1. The transcript of the March 25, 1994 summary judgment hearing makes it clear that Atwood's raw data, and plaintiffs' lack of access thereto, were the central focus of plaintiffs' challenge to the Secretary's decision:

See Transcript at 7-8:

Mr. Falk: The objections here are procedural, your honor. We know that the Secretary ultimately has the call on the ultimate fact. The procedural issues that

I want to focus on this morning . . . are, number one, the failure of the Secretary to obtain and make a part of the administrative record and to consider the underlying data on which Dr. Atwood's reports, which is the linchpin of the whole thing, the underlying data on which the report was based.

Transcript at 16:

Mr. Falk: But the Secretary never requested Atwood for that data, and had never placed it in the administrative record or considered it. And has never answered the questions raised by the scientists. . . . And that's the problem. If you had the data, you could make — you could make a judgment, an intelligent and correct judgment as to whether Atwood has reached the wrong conclusion or the right one.

Transcript at 37-38

Mr. Flynn: Dr. McDonald and Dr. Barrowclough are simply saying that they cannot tell whether the conclusions that were reached by Dr.
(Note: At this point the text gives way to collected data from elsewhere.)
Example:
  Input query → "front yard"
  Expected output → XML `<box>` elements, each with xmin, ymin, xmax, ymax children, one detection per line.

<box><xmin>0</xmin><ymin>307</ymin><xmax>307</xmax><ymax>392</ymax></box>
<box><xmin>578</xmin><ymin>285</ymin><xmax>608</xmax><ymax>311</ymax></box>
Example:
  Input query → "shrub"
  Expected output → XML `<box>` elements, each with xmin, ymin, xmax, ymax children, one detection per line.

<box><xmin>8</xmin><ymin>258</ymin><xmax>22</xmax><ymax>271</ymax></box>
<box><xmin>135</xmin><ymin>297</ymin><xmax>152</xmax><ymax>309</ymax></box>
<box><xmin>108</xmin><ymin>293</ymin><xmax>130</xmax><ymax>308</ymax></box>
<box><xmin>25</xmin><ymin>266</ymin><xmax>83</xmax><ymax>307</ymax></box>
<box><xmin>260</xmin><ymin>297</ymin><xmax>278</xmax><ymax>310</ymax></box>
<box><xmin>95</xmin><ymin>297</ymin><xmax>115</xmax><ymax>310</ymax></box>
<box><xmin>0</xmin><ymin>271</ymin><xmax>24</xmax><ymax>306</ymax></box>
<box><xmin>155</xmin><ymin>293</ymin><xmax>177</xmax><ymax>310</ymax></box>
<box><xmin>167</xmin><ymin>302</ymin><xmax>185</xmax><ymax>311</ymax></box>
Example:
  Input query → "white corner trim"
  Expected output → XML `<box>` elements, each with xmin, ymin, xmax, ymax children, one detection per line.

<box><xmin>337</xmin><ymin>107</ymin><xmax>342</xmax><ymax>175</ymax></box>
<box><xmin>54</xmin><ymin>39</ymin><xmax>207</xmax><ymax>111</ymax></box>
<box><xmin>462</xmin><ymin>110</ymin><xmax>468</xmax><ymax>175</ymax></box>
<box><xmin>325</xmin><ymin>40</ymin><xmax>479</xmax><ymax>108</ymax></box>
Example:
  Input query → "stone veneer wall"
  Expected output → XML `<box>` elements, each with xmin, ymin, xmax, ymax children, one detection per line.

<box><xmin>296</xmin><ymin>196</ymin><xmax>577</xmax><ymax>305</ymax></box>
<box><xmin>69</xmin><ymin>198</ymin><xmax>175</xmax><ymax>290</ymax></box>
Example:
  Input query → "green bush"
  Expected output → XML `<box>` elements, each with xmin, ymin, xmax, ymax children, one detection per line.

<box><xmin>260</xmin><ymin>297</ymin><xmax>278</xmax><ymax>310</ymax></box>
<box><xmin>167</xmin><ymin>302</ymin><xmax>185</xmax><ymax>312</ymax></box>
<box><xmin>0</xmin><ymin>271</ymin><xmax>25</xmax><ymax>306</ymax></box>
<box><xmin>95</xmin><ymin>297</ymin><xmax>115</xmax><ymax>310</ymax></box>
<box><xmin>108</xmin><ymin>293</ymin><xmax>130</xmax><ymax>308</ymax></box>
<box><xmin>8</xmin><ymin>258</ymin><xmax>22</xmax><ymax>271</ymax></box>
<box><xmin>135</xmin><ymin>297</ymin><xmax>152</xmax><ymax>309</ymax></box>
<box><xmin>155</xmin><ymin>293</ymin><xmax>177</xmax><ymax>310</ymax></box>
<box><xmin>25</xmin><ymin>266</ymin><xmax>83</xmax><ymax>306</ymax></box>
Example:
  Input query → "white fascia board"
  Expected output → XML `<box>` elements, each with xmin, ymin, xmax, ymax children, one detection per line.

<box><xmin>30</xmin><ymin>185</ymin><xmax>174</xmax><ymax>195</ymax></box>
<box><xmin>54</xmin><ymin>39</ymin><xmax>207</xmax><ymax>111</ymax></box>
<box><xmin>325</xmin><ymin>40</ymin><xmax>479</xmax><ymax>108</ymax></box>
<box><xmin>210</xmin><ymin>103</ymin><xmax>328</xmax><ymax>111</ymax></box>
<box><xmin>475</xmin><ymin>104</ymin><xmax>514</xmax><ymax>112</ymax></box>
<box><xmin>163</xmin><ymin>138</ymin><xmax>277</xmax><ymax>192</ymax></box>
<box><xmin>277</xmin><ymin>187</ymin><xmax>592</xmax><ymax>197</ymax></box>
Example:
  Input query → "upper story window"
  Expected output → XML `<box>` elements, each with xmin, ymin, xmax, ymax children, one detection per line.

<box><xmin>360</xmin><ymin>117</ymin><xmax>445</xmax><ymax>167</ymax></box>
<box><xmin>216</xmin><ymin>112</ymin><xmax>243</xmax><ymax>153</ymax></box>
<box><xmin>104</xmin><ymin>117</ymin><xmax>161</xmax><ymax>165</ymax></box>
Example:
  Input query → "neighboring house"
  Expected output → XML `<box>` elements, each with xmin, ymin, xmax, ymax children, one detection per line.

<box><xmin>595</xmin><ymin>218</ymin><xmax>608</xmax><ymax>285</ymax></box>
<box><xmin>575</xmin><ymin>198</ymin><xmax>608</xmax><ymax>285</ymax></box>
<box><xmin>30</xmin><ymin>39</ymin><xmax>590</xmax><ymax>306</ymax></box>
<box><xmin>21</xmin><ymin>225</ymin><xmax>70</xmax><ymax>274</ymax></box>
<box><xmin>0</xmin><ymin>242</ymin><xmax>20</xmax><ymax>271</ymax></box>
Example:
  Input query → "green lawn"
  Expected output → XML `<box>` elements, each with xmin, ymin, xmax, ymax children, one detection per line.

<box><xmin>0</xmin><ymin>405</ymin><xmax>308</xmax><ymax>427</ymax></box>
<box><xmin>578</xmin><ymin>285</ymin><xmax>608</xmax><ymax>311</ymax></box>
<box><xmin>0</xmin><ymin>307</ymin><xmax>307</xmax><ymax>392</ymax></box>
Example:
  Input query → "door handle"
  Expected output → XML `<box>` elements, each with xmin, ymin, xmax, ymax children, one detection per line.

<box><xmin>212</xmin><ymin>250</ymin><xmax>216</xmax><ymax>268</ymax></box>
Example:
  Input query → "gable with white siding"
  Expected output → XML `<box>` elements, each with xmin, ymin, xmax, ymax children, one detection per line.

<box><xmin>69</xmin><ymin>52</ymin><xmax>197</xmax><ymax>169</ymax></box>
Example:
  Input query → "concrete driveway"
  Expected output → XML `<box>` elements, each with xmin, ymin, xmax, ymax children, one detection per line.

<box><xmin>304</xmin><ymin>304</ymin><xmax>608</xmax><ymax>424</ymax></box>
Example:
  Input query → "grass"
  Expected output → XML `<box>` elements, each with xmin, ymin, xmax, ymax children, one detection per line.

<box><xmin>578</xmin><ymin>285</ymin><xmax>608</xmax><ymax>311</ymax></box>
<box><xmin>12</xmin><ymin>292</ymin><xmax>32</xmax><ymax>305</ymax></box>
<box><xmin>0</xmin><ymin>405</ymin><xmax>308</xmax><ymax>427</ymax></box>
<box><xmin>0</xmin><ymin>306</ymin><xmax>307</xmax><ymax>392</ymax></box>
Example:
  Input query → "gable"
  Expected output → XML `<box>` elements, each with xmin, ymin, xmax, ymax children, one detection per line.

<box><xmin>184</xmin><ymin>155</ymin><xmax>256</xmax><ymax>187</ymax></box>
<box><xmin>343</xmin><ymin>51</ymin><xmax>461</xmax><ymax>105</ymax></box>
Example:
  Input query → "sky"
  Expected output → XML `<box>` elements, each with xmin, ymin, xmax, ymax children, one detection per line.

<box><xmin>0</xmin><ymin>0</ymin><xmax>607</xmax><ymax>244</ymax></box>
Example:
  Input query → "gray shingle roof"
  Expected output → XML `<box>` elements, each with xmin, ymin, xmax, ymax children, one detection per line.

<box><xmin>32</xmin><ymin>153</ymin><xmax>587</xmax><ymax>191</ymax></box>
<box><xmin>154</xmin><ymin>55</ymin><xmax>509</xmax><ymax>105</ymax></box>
Atwood are justified, because they have not had an opportunity to review the data.

If someone came into this Court, for example, in a conventional trial proceeding, and said to the Court, "I am an expert, I would like the Court to believe me about my conclusions about the gnatcatcher." Does anybody doubt that those who have an interest in that opinion and in the outcome of that opinion would have the right to see the data upon which he bases his conclusions?

2. This option is available to the Secretary because on May 5, 1994, Dr. Atwood wrote Secretary Babbitt offering the disputed raw data for examination:

[V]ia this letter I wish to communicate to you that I have decided to provide my raw morphological measurements of Polioptila californica to any representative of the Fish and Wildlife Service whom you may choose to designate as a recipient. I willingly take this action in the spirit of scientific cooperation and a desire to assist the Service in making an objective and responsible decision with regard to the gnatcatcher issue.

Federal defendants' Reply Memorandum, Exhibit 1, Letter of Jonathan L. Atwood, Ph.D. May 5, 1994.

3. None of the facts which relate the listing of the P.c.c. to the California N.C.C.P. Act were detailed in the original summary judgment papers or mentioned by either of the parties at the summary judgment hearing. A court cannot decide a case in a vacuum. The administrative record in this case approaches 10,000 pages in length. There is no guarantee that a court will become aware of matters that are relevant to a dispute unless the parties bring those matters to the court's attention. To paraphrase Judge Posner, judges are not like pigs, hunting for truffles buried in the administrative record. See United States v. Dunkel, 927 F.2d 955, 956 (7th Cir. 1991) ("Judges are not like pigs, hunting for truffles buried in briefs.").

4. It should be pointed out that there has been no substantive challenge to the Secretary's decision to list the P.c.c. This Court has only credited plaintiffs' complaint about deficiencies in the process.